Question

Assertion ($A$) The equation to the locus of points which are equidistant from the points$(-3,2)$, $(0,4)$ is $6x+4y-3=0$
Reason ($R$) The locus of points which are equidistant to $A,B$ is perpendicular bisector of $AB$

• A. $A$ true, $R$ true and $R$ is correct explanation of $A$.
• B. $A$ true, $R$ true but $R$ is not correct explanation $A$.
• C. $A$ true, $R$ false
• D. $A$ false, $R$ true

Answer 1

The correct option is A $A$ true, $R$ true and $R$ is correct explanation of $A$.

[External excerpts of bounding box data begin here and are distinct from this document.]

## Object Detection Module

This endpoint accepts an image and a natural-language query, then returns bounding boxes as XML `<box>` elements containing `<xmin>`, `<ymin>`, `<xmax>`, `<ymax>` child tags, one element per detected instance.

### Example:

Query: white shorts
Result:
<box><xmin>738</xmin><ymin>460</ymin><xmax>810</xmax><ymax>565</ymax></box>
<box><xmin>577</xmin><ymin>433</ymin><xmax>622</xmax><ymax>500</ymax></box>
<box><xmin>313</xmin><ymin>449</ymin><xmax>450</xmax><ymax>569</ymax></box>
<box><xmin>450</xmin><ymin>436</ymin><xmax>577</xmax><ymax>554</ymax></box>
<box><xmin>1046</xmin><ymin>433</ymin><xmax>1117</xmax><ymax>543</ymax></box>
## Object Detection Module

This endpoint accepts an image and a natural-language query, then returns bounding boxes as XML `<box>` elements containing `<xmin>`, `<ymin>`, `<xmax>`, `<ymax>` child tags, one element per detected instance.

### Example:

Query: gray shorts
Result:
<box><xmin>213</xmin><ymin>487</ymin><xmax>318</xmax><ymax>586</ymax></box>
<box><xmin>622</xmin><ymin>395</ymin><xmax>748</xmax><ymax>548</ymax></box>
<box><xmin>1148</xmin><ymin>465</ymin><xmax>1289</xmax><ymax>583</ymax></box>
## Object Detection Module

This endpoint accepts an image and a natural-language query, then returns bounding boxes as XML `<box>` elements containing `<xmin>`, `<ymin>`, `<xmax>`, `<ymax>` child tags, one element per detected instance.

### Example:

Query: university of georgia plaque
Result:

Let $(h,k)$ be the points which are equidistant from point $(-3,2)$ and $(0,4)$

Then equation of the locus of points is given by

$(h+3{)}^2+(k-2{)}^2=(h-0{)}^2+(k-4{)}^2$

$⟹h^2+6h+9+k^2-4k+4=h^2+k^2-8k+16$
$⟹6h+4k-3=0$
$\therefore 6x+4y-3=0$
This is the perpendicular bisector of the line joining $(-3,2)$ and $(0,4)$

Hence, both $A$ and $R$ are true and $R$ is correct explanation of $A$.